—¿Qué pasó, campeón? Dime la verdad. No tengas miedo.
Diego miró a su padre. Luego miró la olla rota en la basura. Tragó saliva, y con una voz que llevaba 18 meses guardando palabras, dijo:
—Carmelita me enseñó a hacer sopa. Estaba rica, papá. Pero Bárbara la tiró. Siempre tira lo que me gusta. Y me dijo que… que yo le estorbo.

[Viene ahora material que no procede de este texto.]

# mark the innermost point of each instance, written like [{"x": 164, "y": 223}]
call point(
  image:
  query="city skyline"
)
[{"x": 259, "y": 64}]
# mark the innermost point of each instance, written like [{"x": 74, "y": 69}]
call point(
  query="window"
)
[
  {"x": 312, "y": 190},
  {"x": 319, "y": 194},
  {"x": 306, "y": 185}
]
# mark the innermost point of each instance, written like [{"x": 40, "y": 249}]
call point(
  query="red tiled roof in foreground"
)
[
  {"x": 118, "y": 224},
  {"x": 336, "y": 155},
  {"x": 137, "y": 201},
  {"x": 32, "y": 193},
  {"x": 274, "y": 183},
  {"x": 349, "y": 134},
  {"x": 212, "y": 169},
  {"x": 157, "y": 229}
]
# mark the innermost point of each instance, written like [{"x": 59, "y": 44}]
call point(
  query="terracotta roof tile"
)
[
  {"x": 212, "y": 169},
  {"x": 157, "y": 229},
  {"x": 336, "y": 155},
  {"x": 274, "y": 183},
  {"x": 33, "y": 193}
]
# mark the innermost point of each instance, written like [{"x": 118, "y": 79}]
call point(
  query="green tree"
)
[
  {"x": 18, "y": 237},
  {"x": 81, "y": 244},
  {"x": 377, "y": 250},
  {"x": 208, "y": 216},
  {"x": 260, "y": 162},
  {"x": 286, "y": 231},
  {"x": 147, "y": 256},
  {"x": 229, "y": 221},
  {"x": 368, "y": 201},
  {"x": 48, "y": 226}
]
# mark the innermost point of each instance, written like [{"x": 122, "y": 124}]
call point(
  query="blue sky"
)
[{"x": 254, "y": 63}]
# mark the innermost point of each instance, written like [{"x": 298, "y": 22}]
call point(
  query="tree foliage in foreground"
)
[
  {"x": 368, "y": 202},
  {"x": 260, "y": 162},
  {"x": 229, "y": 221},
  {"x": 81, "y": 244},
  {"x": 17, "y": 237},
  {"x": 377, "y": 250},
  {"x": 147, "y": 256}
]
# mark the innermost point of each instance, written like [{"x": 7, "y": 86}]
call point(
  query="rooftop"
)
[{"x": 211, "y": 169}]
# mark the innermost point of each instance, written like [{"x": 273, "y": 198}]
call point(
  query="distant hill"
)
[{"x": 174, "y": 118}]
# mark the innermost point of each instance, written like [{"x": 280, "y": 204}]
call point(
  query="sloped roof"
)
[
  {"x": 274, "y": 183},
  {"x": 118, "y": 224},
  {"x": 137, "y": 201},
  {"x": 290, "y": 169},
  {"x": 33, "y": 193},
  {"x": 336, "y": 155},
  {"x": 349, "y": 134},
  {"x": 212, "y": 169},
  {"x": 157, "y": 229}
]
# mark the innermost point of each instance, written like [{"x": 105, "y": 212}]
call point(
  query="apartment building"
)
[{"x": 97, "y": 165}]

Las 5 palabras finales cayeron como una bomba nuclear en el centro del pecho de Héctor. Se levantó lentamente. Cuando se giró hacia Bárbara, ya no era el hombre enamorado y vulnerable que ella había manipulado durante 7 meses. Era un padre protegiendo a su cría.
—Héctor, por Dios, es un niño, está confundido… la empleada lo manipuló —intentó defenderse ella, retrocediendo un paso.
—Cállate —la voz de Héctor sonó baja, pero tan filosa como un cuchillo—. Llevas meses diciéndome que Diego empeora. Que necesita disciplina. Que tal vez no podemos con él en la casa.
La mente de Héctor conectó las piezas. Subió corriendo las escaleras, dejando a las dos mujeres y al niño en la cocina. Entró a la recámara principal, tomó la laptop de Bárbara y, conociendo su contraseña, abrió el correo electrónico. No tuvo que buscar mucho. Había una carpeta etiquetada como “Proyecto D”.